O mal é que não existe uma única cópia da chave principal. Neste momento foi poli copiada e ninguém sabe quantas se encontram espalhadas em mãos alheias, o que é revoltante, tornando difícil a estrutura do vínculo entre irmãos, com isto, outros adversários ganham terreno, isto é, outras equipas que já têm "comprados" alguns "pontas de lança" disfarçados, mas Guineenses, a pactuar com "treinadores" da equipa adversária, levando recados que nos são retirados sem sabermos quantos segredos já estarão do outro lado. É de realçar que não estamos todos no mesmo barco, o que nos fragiliza bastante numa altura destas que deveríamos estar mais unidos entre os líderes.

Temos muitas informações que passam de um lado para o outro sem controlo, de certeza absoluta, visto que temos irmãos “desavindos” e com “guarda-costas” oriundos de Países do estrangeiro, interessados nas mesmos conteúdos em discussão e análise, um verdadeiro obstáculo e quebra-cabeças que tem vindo a castigar tudo e todos…
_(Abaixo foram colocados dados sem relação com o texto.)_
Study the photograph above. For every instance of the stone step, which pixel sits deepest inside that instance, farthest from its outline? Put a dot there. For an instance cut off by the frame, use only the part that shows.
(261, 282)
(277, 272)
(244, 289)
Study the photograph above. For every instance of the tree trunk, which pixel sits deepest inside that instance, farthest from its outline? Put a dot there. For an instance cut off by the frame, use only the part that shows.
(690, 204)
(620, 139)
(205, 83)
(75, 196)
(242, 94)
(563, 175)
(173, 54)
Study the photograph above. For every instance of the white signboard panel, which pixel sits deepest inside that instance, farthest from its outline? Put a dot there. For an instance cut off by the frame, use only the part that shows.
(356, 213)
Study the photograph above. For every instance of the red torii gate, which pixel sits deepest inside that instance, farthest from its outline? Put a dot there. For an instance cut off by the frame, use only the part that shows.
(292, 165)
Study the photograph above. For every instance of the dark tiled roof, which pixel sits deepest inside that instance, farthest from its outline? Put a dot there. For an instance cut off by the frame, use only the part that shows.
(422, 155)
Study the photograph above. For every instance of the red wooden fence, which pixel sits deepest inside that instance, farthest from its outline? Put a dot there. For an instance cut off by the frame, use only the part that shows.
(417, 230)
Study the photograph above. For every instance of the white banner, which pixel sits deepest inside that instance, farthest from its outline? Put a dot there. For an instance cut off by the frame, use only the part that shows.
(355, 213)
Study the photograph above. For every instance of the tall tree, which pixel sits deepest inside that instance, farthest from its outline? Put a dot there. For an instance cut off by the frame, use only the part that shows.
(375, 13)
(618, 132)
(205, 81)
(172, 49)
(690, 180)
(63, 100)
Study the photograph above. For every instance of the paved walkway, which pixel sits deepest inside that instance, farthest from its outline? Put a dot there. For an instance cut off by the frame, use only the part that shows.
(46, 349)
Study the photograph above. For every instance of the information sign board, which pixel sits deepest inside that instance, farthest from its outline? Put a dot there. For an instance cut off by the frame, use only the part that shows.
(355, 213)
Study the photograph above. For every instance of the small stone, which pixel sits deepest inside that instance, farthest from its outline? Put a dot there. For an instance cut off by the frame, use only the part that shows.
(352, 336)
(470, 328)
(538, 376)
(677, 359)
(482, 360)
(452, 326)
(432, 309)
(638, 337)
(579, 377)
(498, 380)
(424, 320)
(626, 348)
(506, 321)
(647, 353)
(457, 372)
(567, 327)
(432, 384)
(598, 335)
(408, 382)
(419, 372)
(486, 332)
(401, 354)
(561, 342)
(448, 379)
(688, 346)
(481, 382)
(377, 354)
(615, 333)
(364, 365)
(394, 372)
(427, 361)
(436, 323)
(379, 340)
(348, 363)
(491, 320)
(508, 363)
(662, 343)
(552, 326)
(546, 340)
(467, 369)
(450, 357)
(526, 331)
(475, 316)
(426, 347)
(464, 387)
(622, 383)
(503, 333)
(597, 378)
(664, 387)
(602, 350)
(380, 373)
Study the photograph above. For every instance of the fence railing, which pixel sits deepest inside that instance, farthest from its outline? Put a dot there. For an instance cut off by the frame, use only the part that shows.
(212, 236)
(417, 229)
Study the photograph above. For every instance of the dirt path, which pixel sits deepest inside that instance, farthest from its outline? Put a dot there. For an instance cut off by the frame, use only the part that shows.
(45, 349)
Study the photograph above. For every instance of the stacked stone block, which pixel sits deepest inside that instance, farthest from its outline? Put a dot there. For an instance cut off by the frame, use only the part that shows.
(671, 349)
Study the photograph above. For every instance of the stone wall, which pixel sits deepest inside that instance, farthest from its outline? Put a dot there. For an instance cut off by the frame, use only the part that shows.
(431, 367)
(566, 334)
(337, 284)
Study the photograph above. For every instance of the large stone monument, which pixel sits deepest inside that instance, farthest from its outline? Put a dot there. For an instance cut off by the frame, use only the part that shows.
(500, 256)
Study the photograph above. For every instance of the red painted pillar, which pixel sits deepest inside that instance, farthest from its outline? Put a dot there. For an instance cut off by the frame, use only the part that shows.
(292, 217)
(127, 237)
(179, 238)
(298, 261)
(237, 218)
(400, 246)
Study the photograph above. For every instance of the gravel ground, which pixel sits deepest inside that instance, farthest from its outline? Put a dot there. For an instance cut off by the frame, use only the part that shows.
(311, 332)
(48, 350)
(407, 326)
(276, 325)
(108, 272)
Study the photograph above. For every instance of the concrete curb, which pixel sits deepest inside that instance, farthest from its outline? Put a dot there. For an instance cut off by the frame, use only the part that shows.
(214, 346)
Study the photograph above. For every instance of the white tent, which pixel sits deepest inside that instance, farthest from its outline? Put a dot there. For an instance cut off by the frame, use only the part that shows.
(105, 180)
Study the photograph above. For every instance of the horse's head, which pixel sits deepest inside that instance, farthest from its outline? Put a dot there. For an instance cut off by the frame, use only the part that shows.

Sabemos que negociar sem ter "o segredo" a sete chaves trancado, é obviamente trazermos um rótulo na testa, em que toda a gente, sabendo ler, antecipa o que queremos ou o que vamos dizer, eis a pior dificuldade neste momento para a Guiné-Bissau.
Repito, CPLP, CEDEAO, são dois principais adversários dos reais e profundos interesses da Guiné-Bissau, mas igualmente nossos parceiros, porque estamos representados no seu interior. Aparentemente um deles (CEDEAO) está melhor posicionado neste momento, mais próximo e deve ser encarado como uma relação com os dias “contados”, um casamento a curto prazo, quase uma "rapidinha" relação de interesse no nosso País. Mas todos nós sabemos que na "prostituição" não existe amor (e é bem feito para os seus clientes), porque o amor não é uma fricção de mucosas, e aqui, nestas organizações muitos esfregam as mãos, já coça, todos “excitados” pelo mesmo (com alguns chulos à mistura) oferecem compensações aos seus "pontas de lança" que são nossos irmãos Guineenses, que jogam nessas equipas (CEDEAO/CPLP), para marcarem o máximo de golos possíveis. Temos muita dificuldade todos, para lidarmos ao mesmo tempo e, perigosa se torna quando perdemos o controle da chave mestra, mas, tudo passa pelos níveis de alerta máximo, que trazemos dentro de Casa, até porque estes pontas de lança que são nossos irmãos, pode até ser que aceitem "subornos" no bom sentido (aconselhamento) para marcarem na própria baliza, o que seria muito bom para a Guiné-Bissau, neste período de debate, de consciência nacional na resolução definitiva desta crise. Senão, cada vez mais, temos quase tudo perdido, há que renegociar muita coisa e com a cabeça fria, sem partir do princípio que temos "amigos" pré-estabelecidos (CDEAO/CPLP), nunca porque não se pode acreditar, aqui só a Mãe é amiga, os outros, às vezes, são muito esquecidos e podem mudar de estratégia, de interesses e até de “identificação”.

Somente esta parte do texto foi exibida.